Se irguió cuán largo era ante la mirada de admiración de sus hermanos. Le gustaba crear reacciones de asombro y estupor entre los suyos. El primer punto a su favor era su altura.

Su padre siempre decía que en lo alto había salido a su bisabuelo por parte de madre. Su bisabuelo era de extracción inglesa. “Era un hombre alto.”, recordaba su padre de vez en cuando; un anciano jíbaro que se regocijaba cada vez que hacía el comentario. En sus ojos brillaba una luz cuando lo decía. El hecho de que un personaje como aquél hubiera formado parte de sus antepasados, impresionaba hasta lo más profundo el alma colonizada del anciano.

 

“Era alto… ansina como tú Edel.” Edelmiro sentía que su corazón rebosaba de orgullo. Para sus familiares él era la promesa. El Mesías del gremio. El elegido entre doce hijos y más de treinta nietos. También era de los más jóvenes. Sólo había dos hermanas menores después de él, pero ninguna ni tan exitosa, ni tan admirada.
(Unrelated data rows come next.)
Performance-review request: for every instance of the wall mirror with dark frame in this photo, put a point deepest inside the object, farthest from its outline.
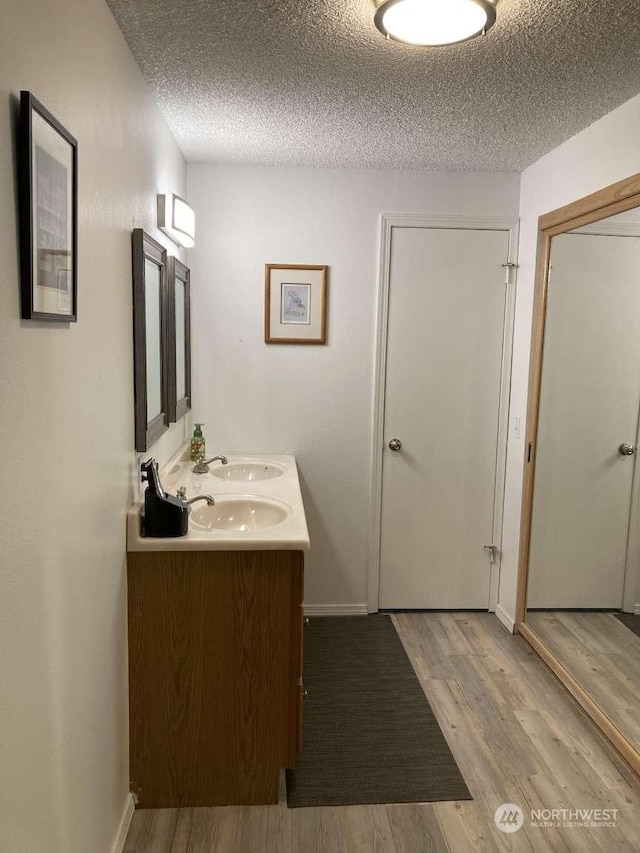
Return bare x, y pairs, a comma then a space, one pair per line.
579, 577
150, 333
179, 340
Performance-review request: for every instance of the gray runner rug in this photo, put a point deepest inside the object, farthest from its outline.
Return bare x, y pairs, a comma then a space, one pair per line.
368, 732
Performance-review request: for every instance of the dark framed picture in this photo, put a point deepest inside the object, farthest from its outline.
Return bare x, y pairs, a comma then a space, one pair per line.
150, 336
179, 339
48, 200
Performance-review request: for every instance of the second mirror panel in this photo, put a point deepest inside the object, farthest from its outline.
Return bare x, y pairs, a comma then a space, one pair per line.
584, 567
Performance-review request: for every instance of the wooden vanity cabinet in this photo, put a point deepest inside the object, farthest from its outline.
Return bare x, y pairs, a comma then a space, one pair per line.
215, 675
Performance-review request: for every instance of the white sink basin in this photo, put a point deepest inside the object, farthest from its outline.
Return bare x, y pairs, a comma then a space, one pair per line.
240, 512
247, 471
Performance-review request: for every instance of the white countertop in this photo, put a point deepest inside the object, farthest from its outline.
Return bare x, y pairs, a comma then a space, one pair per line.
291, 534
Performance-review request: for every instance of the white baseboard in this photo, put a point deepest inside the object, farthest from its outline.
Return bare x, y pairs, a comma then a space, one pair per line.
335, 609
125, 823
505, 619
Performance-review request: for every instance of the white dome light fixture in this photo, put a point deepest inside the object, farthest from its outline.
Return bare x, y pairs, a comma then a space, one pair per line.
433, 23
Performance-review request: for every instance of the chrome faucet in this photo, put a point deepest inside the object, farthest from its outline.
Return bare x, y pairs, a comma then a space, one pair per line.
202, 464
182, 494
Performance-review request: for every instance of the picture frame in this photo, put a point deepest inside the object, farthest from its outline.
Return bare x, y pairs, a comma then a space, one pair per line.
48, 208
150, 337
179, 339
295, 309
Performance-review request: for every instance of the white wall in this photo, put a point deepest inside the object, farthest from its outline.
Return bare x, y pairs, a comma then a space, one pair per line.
606, 152
313, 401
66, 438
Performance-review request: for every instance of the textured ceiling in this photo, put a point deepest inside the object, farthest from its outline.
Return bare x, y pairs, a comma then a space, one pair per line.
312, 82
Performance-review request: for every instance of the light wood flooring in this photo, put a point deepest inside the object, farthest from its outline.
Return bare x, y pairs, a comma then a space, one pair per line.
602, 655
515, 732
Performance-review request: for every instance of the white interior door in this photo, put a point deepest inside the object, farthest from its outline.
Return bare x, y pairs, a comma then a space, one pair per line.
588, 407
444, 358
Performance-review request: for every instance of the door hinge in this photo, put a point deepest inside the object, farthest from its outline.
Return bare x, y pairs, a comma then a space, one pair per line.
508, 267
493, 552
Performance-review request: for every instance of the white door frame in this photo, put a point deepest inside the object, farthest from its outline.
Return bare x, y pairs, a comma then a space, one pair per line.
389, 221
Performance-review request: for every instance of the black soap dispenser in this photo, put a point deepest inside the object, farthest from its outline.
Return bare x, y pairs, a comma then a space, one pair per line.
164, 515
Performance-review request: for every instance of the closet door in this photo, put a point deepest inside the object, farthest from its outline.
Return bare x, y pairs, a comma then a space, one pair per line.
588, 410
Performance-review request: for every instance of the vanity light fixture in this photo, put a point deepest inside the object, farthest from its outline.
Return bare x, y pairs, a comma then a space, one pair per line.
177, 219
433, 23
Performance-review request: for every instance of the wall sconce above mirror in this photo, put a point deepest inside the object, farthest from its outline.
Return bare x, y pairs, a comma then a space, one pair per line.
177, 219
579, 581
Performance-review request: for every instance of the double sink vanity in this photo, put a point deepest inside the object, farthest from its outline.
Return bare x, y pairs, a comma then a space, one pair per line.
215, 637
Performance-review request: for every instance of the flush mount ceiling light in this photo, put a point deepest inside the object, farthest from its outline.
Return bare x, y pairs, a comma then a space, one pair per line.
431, 23
177, 219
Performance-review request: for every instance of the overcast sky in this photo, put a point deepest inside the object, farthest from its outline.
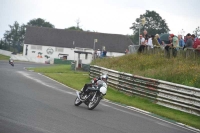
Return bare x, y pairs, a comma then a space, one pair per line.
106, 16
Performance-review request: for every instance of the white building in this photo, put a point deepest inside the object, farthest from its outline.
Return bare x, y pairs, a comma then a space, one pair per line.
49, 44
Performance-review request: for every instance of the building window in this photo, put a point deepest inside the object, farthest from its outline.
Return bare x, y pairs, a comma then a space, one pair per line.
36, 47
59, 49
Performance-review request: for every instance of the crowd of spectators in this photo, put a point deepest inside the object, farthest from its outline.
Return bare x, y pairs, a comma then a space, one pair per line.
174, 42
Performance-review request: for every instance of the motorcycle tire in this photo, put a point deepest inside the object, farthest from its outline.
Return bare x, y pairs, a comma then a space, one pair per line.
93, 104
77, 101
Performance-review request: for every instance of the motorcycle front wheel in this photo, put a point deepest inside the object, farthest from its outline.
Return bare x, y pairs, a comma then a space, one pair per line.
77, 101
94, 103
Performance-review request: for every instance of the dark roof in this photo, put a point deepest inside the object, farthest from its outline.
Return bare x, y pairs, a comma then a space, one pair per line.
64, 38
82, 52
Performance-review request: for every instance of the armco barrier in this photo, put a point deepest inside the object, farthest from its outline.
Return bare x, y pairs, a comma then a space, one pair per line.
176, 96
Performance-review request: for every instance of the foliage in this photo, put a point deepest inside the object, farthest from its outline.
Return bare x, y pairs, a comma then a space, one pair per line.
75, 28
3, 57
13, 38
197, 32
40, 23
178, 70
154, 24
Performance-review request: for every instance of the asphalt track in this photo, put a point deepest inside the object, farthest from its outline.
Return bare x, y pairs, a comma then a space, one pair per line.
33, 103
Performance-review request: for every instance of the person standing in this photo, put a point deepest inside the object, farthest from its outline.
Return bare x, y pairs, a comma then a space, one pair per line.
181, 41
189, 42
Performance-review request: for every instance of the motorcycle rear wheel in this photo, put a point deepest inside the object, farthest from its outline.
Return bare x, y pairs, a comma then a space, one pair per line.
77, 101
94, 103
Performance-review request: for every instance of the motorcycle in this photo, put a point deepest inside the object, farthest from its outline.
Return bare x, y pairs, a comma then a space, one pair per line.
92, 96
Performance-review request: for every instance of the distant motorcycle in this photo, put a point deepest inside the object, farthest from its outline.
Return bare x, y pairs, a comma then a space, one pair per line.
93, 95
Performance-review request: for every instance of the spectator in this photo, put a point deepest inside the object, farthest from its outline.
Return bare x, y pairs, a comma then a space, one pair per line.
155, 41
175, 45
145, 35
196, 44
158, 38
189, 42
181, 41
169, 44
142, 44
185, 39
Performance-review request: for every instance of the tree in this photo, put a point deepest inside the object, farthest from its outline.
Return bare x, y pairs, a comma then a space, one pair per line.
40, 23
14, 37
197, 32
154, 25
1, 44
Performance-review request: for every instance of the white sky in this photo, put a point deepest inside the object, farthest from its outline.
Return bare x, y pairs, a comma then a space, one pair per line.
106, 16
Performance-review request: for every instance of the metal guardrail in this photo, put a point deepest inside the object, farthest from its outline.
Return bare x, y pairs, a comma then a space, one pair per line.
176, 96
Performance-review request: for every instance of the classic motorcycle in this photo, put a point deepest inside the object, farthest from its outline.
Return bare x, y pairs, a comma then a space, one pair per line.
92, 96
11, 62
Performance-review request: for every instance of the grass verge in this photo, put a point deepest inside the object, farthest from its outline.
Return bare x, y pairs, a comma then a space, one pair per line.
76, 80
3, 57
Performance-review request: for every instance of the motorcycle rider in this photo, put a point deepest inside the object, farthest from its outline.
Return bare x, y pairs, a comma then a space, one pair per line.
103, 77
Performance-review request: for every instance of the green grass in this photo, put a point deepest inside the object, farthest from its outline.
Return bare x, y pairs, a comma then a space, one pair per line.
3, 57
177, 70
76, 80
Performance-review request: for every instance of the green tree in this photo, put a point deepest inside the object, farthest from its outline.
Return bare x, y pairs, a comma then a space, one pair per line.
1, 44
14, 38
197, 32
75, 28
40, 23
154, 25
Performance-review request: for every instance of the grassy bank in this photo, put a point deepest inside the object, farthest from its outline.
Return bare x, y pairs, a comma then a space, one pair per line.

En sus años mozos, Edelmiro había logrado llegar a la Universidad de Puerto Rico, Recinto de Río Piedras. Esa hazaña les había estado negada a sus hermanos mayores. Lydia, la segunda, alcanzó a estudiar en el antiguo Junior College, allá cerca de Río Piedras y luego se colocó como secretaria en el buffete de un abogado en San Juan. Su hermana menor había estudiado sólo unos años atrás en la Universidad Interamericana. De hecho, casi había inaugurado la nueva Inter Metro. Eso, y el hecho de ser la menor y ser más o menos bonita, consiguió que la atención de sus hermanos y sus padres se centraran un poco sobre ella, pero nunca como sobre él.
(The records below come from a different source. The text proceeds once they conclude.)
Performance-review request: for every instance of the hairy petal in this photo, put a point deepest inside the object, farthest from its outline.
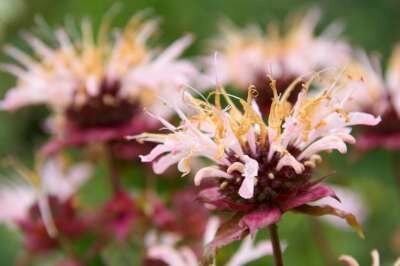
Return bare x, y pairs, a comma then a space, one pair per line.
308, 196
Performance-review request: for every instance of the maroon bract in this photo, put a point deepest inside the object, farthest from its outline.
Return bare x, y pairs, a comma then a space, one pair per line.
119, 216
68, 224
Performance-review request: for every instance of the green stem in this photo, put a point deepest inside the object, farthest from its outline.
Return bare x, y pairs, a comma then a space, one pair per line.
276, 245
322, 242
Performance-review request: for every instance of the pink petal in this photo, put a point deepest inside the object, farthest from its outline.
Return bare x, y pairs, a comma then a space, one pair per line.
308, 196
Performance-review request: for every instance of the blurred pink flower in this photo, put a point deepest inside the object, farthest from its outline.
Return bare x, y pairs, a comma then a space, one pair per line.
245, 57
378, 95
350, 202
98, 87
350, 261
45, 208
259, 169
55, 180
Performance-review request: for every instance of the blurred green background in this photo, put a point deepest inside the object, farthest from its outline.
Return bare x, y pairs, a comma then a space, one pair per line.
373, 25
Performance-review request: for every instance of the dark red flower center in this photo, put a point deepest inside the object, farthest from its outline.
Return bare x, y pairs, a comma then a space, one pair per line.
104, 109
272, 185
265, 93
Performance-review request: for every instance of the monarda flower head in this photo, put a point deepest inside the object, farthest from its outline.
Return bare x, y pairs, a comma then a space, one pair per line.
99, 86
259, 169
245, 56
381, 96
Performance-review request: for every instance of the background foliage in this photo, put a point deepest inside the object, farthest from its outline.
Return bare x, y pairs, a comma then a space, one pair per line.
371, 24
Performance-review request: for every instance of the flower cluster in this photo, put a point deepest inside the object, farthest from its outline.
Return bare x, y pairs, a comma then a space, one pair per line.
98, 86
117, 97
259, 169
245, 56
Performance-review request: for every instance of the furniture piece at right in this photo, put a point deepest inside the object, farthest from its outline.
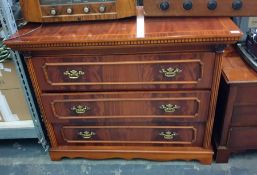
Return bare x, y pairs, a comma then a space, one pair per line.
236, 114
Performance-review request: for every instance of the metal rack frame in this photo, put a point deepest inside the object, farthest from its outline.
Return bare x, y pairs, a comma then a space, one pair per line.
20, 129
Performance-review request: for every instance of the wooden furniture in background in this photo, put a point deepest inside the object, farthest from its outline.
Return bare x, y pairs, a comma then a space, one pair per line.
236, 116
106, 93
200, 8
49, 11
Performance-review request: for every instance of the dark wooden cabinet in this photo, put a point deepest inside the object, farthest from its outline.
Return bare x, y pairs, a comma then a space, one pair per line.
104, 92
236, 116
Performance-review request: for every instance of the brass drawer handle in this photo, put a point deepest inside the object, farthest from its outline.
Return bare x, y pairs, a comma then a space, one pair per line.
73, 74
170, 72
169, 108
87, 134
168, 135
80, 109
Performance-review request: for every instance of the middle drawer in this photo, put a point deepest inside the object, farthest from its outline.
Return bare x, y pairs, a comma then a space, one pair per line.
126, 107
125, 72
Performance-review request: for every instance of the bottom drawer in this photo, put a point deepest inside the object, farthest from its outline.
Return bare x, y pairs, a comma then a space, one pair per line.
243, 137
130, 135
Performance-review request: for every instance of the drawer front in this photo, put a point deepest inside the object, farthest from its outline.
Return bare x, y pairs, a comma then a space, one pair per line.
134, 135
156, 107
121, 72
243, 137
244, 115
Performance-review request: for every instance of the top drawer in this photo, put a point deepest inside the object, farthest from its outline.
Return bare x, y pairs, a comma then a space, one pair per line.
124, 72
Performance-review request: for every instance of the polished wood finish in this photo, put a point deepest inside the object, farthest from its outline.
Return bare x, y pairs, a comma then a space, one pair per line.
199, 8
131, 135
141, 107
157, 71
83, 38
34, 12
236, 115
113, 53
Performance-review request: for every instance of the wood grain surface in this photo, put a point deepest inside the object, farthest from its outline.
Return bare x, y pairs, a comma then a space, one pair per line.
125, 72
34, 12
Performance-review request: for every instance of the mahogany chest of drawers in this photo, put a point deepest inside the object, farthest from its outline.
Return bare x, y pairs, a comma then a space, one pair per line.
106, 93
236, 116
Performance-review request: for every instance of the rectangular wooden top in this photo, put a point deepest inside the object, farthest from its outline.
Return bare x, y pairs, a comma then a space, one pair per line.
124, 32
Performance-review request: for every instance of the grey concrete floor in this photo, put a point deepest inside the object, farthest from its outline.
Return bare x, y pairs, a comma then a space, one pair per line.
26, 157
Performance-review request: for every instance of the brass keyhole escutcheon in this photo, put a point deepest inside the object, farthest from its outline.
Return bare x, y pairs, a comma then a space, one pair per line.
168, 135
80, 109
86, 134
170, 72
73, 74
169, 108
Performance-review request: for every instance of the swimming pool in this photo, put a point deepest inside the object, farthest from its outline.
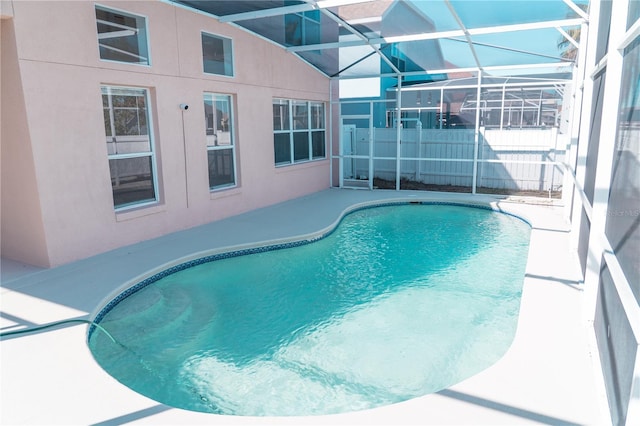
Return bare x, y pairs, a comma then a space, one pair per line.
399, 301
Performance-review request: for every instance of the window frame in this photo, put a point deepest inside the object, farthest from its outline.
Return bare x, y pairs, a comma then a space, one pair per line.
232, 145
143, 39
294, 128
151, 154
225, 41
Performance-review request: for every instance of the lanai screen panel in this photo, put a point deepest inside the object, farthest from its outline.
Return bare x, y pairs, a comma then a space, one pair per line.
414, 36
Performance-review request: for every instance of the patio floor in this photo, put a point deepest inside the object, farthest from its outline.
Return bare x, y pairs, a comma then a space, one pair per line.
550, 375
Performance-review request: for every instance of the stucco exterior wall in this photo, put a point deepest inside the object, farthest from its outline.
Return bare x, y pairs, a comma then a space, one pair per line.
61, 75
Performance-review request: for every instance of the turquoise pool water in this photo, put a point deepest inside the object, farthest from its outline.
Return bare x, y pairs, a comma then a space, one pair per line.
398, 302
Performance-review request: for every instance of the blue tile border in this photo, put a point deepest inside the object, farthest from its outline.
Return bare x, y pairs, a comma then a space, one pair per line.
255, 250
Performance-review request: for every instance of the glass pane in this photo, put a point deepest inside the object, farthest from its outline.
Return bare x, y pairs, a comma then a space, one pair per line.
221, 168
634, 13
282, 148
217, 55
300, 115
126, 120
132, 181
121, 37
107, 121
218, 118
317, 115
281, 115
300, 146
318, 144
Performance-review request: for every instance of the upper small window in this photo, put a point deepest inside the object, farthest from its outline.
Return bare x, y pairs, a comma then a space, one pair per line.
217, 55
122, 37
Él casi se adoraba a sí mismo. De verdad que reconocía su propia excelencia, su gran capacidad, su inteligencia. Llegó a admirarse tanto que cuando se le acercaron para invitarlo a unirse a la política unos años antes, creyó que Dios lo había reservado a él para llegar a ser el portaestandarte de la verdad divina. Él era la contestación de Dios a las oraciones de las ancianitas de su maltratado pueblo. De noche, en su cama, fantaseaba como llegaría a alcanzar el máximo poder de tal forma que lo compararán con el mismísimo Muñoz Marín. Claro que él no promulgaba las ideas del Vate, pero…le reconocía su gran valía y sobre todo su liderazgo. Algún día Edelmiro sería como él.
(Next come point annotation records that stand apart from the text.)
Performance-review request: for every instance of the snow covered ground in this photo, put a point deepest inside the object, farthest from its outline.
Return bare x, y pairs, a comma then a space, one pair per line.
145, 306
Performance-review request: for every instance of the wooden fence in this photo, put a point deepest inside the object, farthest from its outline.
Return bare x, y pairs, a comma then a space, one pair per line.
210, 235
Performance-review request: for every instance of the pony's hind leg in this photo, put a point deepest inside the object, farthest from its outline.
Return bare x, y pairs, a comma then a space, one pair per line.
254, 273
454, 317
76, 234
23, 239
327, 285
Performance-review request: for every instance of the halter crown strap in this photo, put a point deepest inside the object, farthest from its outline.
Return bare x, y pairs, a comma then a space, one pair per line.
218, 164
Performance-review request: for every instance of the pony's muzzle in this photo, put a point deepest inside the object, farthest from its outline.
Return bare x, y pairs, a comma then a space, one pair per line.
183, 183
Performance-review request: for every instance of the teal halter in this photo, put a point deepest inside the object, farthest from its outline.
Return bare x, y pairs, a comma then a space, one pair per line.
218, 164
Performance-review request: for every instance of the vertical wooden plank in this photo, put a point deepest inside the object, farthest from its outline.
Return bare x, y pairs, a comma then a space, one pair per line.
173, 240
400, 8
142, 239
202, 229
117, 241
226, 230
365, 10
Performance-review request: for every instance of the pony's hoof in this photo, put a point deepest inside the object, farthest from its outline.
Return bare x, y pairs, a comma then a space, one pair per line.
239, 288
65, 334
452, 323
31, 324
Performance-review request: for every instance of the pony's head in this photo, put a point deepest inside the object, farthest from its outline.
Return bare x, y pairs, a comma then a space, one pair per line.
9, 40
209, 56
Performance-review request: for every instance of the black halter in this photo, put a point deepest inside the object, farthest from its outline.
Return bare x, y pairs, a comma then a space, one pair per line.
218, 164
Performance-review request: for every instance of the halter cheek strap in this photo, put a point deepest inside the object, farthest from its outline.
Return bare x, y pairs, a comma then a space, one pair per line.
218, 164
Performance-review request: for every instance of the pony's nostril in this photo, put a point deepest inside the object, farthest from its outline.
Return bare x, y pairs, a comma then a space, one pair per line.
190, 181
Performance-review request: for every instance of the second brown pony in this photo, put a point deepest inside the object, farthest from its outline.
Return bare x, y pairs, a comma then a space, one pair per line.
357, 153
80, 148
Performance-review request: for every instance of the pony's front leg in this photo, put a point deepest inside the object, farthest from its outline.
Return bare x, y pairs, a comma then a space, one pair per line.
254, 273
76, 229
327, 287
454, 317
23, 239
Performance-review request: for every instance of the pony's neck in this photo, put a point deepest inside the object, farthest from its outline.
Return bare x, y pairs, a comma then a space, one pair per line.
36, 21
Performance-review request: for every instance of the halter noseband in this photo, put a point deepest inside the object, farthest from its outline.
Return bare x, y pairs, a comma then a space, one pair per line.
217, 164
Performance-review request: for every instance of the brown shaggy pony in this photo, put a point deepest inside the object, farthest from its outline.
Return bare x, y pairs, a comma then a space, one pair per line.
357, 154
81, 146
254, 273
Quedó de pie ante la concurrencia que constituían cinco de sus hermanos en aquél momento. Esta vez no vestía ninguno de los trajes caros que acostumbraba a usar cuando tenía una cita en el Capitolio, o cuando visitaba la Fortaleza. Tampoco tenía puesta ninguna de las camisas de hilo que usaba cuando iba a su oficina en la alcaldía de su pueblo. Andaba con un simple polo y unos mahones. Pero aún así, estaba consciente de que su sola presencia y su carisma de líder y de hombre exitoso no podía pasar desapercibida ante los ojos impresionados de aquellos pobres jibaritos medio ignorantes que eran la mayoría de sus hermanos.

Después de tanto tiempo sin ver a su familia había decidido hacerle una corta visita, de la misma manera que los dioses griegos de vez en cuando decidían descender del Olimpo a visitar a los hombres y colmarlos de favores. Había llegado de sorpresa en su guagua Sequoia y hablando la mayor parte del tiempo desde su celular. Hoy no tenía escolta. Cansado del trajín político,  había planeado disfrutar un poco de la admiración de sus hermanos y no quería abrumarlos con la presencia de un policía en medio de su reunión familiar. El día de hoy quería conservarse sencillo y disfrutar de una familia a la que apenas veía. No recordaba si la última vez que los había visitado había sido dos o tres años atrás.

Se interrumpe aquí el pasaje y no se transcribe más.